Talk about your working this year helping schools & districts as a consultant: He helps schools & districts this year at a reduced rate with new teacher support & making assessment work. His newest book is “Making Assessment Work: For Educators who Hate Data but Love Kids”. Data is a four letter word in many schools. There are the eye rolls. It’s a new swear word in schools. Assessments aren’t about #’s, it’s how various stakeholder groups see it from their own lens. He’s a firm believer of standards vs. no standards. It’s a Pandoza’s box now with grading. Like pass/fail in the spring 2020. Grading inequities we’ve been having for years. Students are having less engagement online than when were in the classroom. Admin or the superintendent will often decide to implement a form of SBG after going to a conference. Everything often isn’t aligned to the standards. Does it work for all grades? His example is that 6th grade is based off common core, 257 standards for 1 year. If we threw in electives, it comes to 1451 standards. St’s don’t “master” a standard in .7 days. The expectation is for students is to learn and master. We come up with a pacing guide, 15 kids have mastered, 15 kids aren’t even close. Then we have to move on. We do the exact same thing, year after year. We’re not seeing an uptick in accountability scores because we’re doing what we’ve always done. There is a difference between SBG and SB instruction. Assessment should lead to instruction. It’s a big mindset shift. If you’re trying to take quick fix you’re using “formative” and “summative” in gradebook. Using assessments formatively & summatively. That way it informs instruction, but the assignments aren’t very good. A true SB classroom treats all evidence as good evidence.

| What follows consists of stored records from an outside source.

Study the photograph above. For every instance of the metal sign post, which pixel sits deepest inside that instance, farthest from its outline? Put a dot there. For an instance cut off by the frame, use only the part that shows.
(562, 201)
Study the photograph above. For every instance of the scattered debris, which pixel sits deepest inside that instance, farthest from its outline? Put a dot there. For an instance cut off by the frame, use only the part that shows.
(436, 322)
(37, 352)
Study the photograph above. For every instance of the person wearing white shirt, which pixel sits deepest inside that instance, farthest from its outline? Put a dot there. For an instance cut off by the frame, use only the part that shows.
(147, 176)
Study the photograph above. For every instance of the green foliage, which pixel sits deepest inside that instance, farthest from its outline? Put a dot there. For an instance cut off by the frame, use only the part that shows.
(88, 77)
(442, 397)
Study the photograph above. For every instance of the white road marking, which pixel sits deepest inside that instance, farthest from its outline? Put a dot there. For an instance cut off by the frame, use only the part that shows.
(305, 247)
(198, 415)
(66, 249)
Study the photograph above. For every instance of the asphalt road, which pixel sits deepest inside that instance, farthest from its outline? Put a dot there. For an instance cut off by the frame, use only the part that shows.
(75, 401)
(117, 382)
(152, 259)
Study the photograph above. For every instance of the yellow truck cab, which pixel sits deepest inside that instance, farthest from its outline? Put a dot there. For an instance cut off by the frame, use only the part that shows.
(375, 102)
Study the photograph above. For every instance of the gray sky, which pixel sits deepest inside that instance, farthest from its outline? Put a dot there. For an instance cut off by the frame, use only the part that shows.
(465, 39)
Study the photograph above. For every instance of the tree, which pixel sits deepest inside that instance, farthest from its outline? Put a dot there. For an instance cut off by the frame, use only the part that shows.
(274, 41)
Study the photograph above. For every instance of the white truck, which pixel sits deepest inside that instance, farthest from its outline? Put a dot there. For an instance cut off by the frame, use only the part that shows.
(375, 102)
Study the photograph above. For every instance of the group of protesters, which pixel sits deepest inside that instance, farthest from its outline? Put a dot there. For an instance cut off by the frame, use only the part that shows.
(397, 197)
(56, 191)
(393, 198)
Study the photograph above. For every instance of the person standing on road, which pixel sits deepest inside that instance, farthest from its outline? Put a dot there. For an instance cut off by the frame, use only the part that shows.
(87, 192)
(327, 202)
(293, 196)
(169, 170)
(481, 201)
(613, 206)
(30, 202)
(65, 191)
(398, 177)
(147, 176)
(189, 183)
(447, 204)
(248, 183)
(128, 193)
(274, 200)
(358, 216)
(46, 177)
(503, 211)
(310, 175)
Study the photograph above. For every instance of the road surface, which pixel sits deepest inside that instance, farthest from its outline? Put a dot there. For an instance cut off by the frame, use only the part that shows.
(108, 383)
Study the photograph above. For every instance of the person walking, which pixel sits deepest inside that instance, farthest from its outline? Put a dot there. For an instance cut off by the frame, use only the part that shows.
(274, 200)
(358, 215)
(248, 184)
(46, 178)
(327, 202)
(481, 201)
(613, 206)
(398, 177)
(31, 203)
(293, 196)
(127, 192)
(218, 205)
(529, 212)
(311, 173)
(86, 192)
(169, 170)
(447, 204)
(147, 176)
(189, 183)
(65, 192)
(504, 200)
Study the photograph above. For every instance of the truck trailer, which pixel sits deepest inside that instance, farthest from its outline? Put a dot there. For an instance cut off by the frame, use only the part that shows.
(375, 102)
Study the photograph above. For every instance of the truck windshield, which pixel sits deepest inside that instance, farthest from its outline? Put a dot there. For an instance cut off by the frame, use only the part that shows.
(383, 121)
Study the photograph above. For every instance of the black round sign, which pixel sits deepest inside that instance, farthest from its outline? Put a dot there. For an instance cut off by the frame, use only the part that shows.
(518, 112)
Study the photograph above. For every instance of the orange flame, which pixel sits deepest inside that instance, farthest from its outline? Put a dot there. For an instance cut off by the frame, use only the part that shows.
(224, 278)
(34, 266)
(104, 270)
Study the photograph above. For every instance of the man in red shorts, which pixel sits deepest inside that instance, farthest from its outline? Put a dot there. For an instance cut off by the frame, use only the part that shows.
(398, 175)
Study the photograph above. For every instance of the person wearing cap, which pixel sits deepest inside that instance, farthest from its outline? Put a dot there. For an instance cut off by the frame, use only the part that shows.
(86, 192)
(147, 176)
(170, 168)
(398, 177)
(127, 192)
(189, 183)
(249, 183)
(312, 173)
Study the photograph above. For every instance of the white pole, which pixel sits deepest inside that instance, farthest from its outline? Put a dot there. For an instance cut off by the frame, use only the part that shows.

When did you make the move from being an E.S. principal to a college professor & why? What do you miss in the K-12 setting? Dave worked as a turn-around principal. 60-70% of his time is still consulting, with the grading piece. In 2008, his school implemented SBG. Became an assistant superintendent and started it as a district. Took a pivot into consulting. He teaches University courses at M.A., research and doctorate level. Last year was offered ½ time professorship, was going to still be asst. superintendent. Let the asst. superintendency go and is just a consultant. College prof gig was a 40% pay cut. It allows him flexibility. With a 9-5 day job he was unable to travel, speak. He does research as part of the university gig. Currently researching what he did for his dissertation 10 years ago. The Assistant Principal position how it’s like a stepping stone job. Research on turnover of APs. Other aspect is role social media has on PD, especially during the pandemic. It’s often gathered through twitter chats, Teach Better Team Mastermind. Most AP’s enter that role because they see it as a stepping stone. Subjectively it could be an intriguing job for some people, most AP’s conceptually understand they will have to do discipline and make hard phone calls to parents. They don’t say that in the interview. We add on to AP’s load many things that aren’t a training ground for the principalship.
Key quotes: He makes sure everything in his life is aligned in order to ”focus on your focus and measure your priority. Look at yourself in the mirror”.